Manhattan Beach is Egan’s most novel-y novel yet (if you’re in the mood for a novel, it’s very novel-y). “After stretching the boundaries of fiction in myriad ways,” our reviewer writes—novels in stories, stories in tweets—she does “perhaps the only thing left that could surprise: she writes a thoroughly traditional novel.” But while she’s quick to agree that it is more conventional than her previous work, it was hardly intentional. “It sort of feels like an accident that it ended up being that way,” she says. “I thought it would be very narratively flexible and innovative, or I hoped so.” Egan laughs: “I guess the minute you start hoping you'll be innovative, it’s a sign that you need to get back to basics.” Initially, she thought 9/11 might play a direct role, that she might leap forward in time, like in A Visit from the Goon Squad(2010). “It fell so flat,” she recalls. Because, here’s the thing, Egan tells me: “radical structural notions do not work if there’s another way to tell the story.” And this time, for the first time, maybe, there was.

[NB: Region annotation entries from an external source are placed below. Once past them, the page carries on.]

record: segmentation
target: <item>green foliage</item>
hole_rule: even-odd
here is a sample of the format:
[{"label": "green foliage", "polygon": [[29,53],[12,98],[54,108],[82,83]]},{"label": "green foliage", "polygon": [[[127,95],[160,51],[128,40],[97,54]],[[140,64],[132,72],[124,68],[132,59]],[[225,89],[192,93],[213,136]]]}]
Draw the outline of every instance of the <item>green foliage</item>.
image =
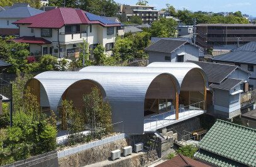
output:
[{"label": "green foliage", "polygon": [[178,23],[173,19],[160,18],[151,26],[151,34],[155,37],[174,37]]},{"label": "green foliage", "polygon": [[179,149],[176,149],[176,152],[177,153],[181,153],[186,157],[194,159],[194,154],[198,149],[198,148],[196,145],[190,144],[179,148]]},{"label": "green foliage", "polygon": [[234,13],[233,15],[236,17],[243,18],[243,15],[242,14],[242,13],[240,11],[237,11]]},{"label": "green foliage", "polygon": [[143,22],[142,20],[142,18],[139,16],[131,16],[130,21],[123,23],[125,24],[138,24],[142,25],[143,24]]},{"label": "green foliage", "polygon": [[106,54],[104,53],[105,51],[105,48],[104,48],[101,44],[99,44],[92,51],[94,55],[94,58],[96,61],[96,64],[99,64],[103,63],[106,59]]},{"label": "green foliage", "polygon": [[136,3],[136,5],[146,6],[148,3],[147,1],[138,0],[138,3]]},{"label": "green foliage", "polygon": [[8,72],[24,71],[26,69],[26,58],[30,54],[28,44],[8,41],[0,39],[0,55],[3,59],[13,66],[8,68]]},{"label": "green foliage", "polygon": [[41,68],[43,71],[51,71],[54,69],[57,64],[57,58],[52,55],[44,55],[41,57]]},{"label": "green foliage", "polygon": [[166,158],[166,159],[170,159],[175,156],[175,154],[174,153],[170,153],[167,158]]},{"label": "green foliage", "polygon": [[104,101],[99,90],[92,88],[91,93],[84,96],[83,101],[86,122],[93,129],[92,136],[99,135],[98,129],[96,129],[103,128],[103,126],[104,133],[111,133],[112,127],[108,126],[112,124],[111,106],[108,101]]}]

“In a way, I just wanted to write a kind of old-fashioned adventure story,” Egan says. “I really wanted a lot of big events. And I love that it has that stuff—I want to write more books like that, not just about people and their emotions and their problems but, like, shipwrecks, adventures, murders.” (Manhattan Beach has all three.)
But writing grand historical fiction came with a whole suite of new challenges. By the time she started actually writing, the project had been simmering for eight years, and while there were certain things she knew she wanted to happen in the book, the diving among them, she couldn’t figure out “how to make them happen credibly,” and—moreover—she couldn’t really figure out why she was trying so hard to make them happen at all. And all of it seemed to require infinite technical knowledge she still didn’t have: about diving, about the merchant marines, about gangsters.
She almost abandoned the book after the first draft, a year and a half writing longhand. “I typed it up and I read it”—this is her standard process and “often a low point”—but this was “even worse.” And Egan might have ditched the whole thing, “no regrets, no harm, no foul,” except that she wasn’t sure what else she’d do. “Honestly, I just thought, ‘OK, fine, you’re not going to do this. What are you going to do? You can’t just do nothing.’ ” But what she wanted to do was to keep researching. “And I thought, ‘If I feel that way, it’s a sign that I am going to write this book, because there's no other reason for me to want to know these things, or for them to feel so vital.’ ”
For all its big events, the greatest surprise—to Egan more than anyone—is how deeply personal the book is: it is about the Brooklyn waterfront, like she intended, about Americanness, about women and power; none of that was unexpected. But there is something else. “To me, the book is so clearly about the complicated task for a parent of accepting that his or her child will be his or her own person. To me, that’s really what the book is about—how hard that is to do and how wrenching it can be. That’s really why Eddie leaves, in my mind. He can’t bear it.” It hits close: Egan’s sons, elementary schoolers when she wrote Goon Squad, are now in their teens.
“Luckily, I didn’t put all this together, because if I had, I would have felt like, Oh my God, I can’t work on this, it’s too much like my life!” says Egan. But the setting was so different, so distant, she didn’t see it until it was done. It’s about Americanness and women and power and gangsters and boats and 9/11, but “it’s really about parenthood,” Egan says. “God, I never thought I would write a book about that. I hope I disguised it well.”
Rachel Sugar is a writer living in New York.